Sometimes it “worked.” He had three championship teams. In the “season on the brink” described by John Feinstein, the team did not have size, experience, or quickness, but they were contenders. They won twenty-one games, thanks to Knight’s great basketball knowledge and coaching skills.

But other times, it didn’t work. Individual players or the team as a whole broke down. In the season on the brink, they collapsed at the end of the season. The year before, too, the team had collapsed under Knight’s pressure. Over the years, some players had escaped by transferring to other schools, by breaking the rules (like cutting classes or skipping tutoring sessions), or by going early to the pros, like Isiah Thomas. On a world tour, the players often sat around fantasizing about where they should have gone to school, if they hadn’t made the mistake of choosing Indiana.

It’s not that Knight had a fixed mindset about his players’ ability. He firmly believed in their capacity to develop. But he had a fixed mindset about himself and his coaching ability. The team was his product, and they had to prove his ability every t tht. They were not allowed to lose games, make mistakes, or question him in any way, because that would reflect on his competence. Nor did he seem to analyze his motivational strategies when they weren’t working. Maybe Daryl Thomas needed another kind of incentive aside from ridicule or humiliation.

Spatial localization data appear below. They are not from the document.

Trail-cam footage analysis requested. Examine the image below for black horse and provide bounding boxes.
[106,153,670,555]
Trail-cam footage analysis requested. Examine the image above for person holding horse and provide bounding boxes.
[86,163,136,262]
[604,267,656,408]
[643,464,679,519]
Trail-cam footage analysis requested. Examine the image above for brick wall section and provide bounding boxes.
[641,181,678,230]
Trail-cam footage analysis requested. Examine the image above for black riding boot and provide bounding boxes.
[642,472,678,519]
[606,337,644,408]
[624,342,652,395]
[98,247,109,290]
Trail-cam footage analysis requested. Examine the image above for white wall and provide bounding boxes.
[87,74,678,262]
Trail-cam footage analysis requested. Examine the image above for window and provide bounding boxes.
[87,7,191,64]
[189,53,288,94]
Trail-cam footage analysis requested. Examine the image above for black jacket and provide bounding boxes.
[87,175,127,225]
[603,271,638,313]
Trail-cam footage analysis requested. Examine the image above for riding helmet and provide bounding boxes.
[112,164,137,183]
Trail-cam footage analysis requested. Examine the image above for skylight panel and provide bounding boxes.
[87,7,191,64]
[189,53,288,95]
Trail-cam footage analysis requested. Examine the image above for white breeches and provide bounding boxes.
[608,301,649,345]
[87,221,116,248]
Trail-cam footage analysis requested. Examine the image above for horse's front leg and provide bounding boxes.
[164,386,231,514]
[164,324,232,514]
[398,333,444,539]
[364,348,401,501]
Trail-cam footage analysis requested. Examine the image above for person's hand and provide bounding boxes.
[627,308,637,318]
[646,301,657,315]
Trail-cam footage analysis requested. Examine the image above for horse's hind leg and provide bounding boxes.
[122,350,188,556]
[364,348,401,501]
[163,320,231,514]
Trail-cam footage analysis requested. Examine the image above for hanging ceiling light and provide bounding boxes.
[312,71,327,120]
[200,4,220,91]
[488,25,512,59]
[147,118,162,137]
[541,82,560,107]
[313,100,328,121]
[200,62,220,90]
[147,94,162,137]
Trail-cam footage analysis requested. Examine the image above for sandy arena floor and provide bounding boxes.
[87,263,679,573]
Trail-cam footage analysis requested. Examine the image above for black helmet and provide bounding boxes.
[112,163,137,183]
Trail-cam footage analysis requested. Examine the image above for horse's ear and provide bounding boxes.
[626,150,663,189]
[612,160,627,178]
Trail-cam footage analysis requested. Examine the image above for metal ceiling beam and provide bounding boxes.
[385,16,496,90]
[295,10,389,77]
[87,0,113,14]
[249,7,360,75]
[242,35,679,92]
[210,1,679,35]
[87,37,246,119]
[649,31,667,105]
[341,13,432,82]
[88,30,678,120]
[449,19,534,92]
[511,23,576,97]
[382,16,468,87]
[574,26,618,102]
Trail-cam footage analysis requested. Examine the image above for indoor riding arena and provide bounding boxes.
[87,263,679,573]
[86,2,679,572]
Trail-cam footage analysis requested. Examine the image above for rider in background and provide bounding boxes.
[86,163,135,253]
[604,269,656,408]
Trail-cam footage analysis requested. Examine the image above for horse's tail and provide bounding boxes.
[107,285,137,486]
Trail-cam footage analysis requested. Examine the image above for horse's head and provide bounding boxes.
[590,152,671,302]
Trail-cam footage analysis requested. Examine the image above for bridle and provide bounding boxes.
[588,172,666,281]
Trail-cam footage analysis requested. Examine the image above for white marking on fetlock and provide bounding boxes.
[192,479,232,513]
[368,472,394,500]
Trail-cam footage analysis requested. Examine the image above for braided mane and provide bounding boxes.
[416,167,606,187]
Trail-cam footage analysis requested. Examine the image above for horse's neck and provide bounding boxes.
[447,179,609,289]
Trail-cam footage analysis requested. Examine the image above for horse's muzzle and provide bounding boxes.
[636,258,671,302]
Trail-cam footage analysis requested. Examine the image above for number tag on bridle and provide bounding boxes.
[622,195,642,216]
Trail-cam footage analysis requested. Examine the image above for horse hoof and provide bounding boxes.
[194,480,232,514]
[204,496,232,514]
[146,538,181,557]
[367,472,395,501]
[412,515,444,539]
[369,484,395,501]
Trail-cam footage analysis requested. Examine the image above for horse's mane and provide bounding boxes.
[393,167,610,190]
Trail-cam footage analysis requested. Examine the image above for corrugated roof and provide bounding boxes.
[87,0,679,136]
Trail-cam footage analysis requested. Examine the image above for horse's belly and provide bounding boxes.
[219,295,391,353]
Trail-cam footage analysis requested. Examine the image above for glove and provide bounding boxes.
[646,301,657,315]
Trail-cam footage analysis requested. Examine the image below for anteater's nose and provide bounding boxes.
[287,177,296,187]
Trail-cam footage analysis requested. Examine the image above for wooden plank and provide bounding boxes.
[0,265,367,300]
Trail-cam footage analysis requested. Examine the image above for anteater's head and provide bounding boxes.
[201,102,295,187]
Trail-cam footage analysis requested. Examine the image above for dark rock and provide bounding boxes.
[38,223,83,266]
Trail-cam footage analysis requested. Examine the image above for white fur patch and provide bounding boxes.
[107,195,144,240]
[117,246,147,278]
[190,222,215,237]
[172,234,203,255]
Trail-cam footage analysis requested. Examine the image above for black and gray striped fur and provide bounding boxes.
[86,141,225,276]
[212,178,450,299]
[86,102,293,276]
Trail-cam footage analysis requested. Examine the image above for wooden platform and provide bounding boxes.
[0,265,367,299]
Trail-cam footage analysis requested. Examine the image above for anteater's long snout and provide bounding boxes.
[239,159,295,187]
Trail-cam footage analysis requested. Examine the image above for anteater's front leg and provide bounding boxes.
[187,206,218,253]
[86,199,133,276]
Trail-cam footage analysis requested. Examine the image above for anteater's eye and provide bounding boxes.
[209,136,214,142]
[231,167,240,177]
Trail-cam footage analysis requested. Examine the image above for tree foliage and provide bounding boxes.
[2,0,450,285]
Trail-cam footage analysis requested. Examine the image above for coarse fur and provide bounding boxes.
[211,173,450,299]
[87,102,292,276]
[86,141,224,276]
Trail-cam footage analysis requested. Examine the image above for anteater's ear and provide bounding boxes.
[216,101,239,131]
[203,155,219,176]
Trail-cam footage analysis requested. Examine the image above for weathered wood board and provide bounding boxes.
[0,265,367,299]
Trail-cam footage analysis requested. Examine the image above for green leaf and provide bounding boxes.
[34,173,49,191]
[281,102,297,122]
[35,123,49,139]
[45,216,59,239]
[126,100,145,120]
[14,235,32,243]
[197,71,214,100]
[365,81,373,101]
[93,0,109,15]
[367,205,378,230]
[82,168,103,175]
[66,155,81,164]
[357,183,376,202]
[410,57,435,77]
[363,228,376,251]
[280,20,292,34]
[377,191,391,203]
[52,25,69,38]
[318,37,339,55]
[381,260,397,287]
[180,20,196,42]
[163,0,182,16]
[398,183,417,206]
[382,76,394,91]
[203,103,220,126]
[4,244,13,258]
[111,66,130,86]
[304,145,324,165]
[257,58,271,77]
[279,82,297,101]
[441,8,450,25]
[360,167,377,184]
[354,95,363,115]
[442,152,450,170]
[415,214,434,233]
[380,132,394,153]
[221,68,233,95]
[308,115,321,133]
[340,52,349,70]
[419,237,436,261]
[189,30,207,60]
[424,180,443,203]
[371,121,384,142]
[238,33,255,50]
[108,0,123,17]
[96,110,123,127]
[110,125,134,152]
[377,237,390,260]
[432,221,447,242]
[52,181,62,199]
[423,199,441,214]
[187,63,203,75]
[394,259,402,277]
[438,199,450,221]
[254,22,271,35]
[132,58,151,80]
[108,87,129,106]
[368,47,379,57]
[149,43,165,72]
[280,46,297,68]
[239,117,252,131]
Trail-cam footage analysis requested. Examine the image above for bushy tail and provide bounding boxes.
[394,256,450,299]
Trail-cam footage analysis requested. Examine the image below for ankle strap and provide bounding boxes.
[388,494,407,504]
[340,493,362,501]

What are we to make of this complicated man as a mentor to young players? His biggest star, Isiah Thomas, expresses his profound ambivalence about Knight. “You know there were times when if I had a gun, I think I would have shot him. And there were other times when I wanted to put my arms around him, hug him, and tell him I loved him.”

I would not consider myself an unqualified success if my best student had considered shooting me.


The Growth-Mindset Coach in Action

A COACH FOR ALL SEASONS

Coach John Wooden produced one of the greatest championships records in sports. He led the UCLA basketball team to the NCAA Championship in 1964, 1965, 1967, 1968, 1969, 1970, 1971, 1972, 1973, and 1975. There were seasons when his team was undefeated, and they once had an eighty-eight-game winning streak. All this I sort of knew.

What I didn’t know was that when Wooden arrived at UCLA, it was a far cry from a basketball dynasty. In fact, he didn’t want to work at UCLA at all. He wanted to go to Minnesota. It was arranged that Minnesota would phone him at six o’clock on a certain evening to tell him if he had the job. He told UCLA to call him at seven. No one called at six, six thirty, or even six forty-five, so when UCLA called at seven, he said yes. No sooner had he hung up than the call from Minnesota came. A storm had messed up the phone lines and prevented the six o’clock phone call with the job offer from getting through.

UCLA had grossly inadequate facilities. For his first sixteen years, Wooden held practice in a crowded, dark, and poorly ventilated gym, known as the B.O. Barn because of the atmospheric effect of the sweating bodies. In the same gym, there were often wrestling matches, gymnastics training, trampoline jumping, and cheerleading workouts going on alongside basketball practice.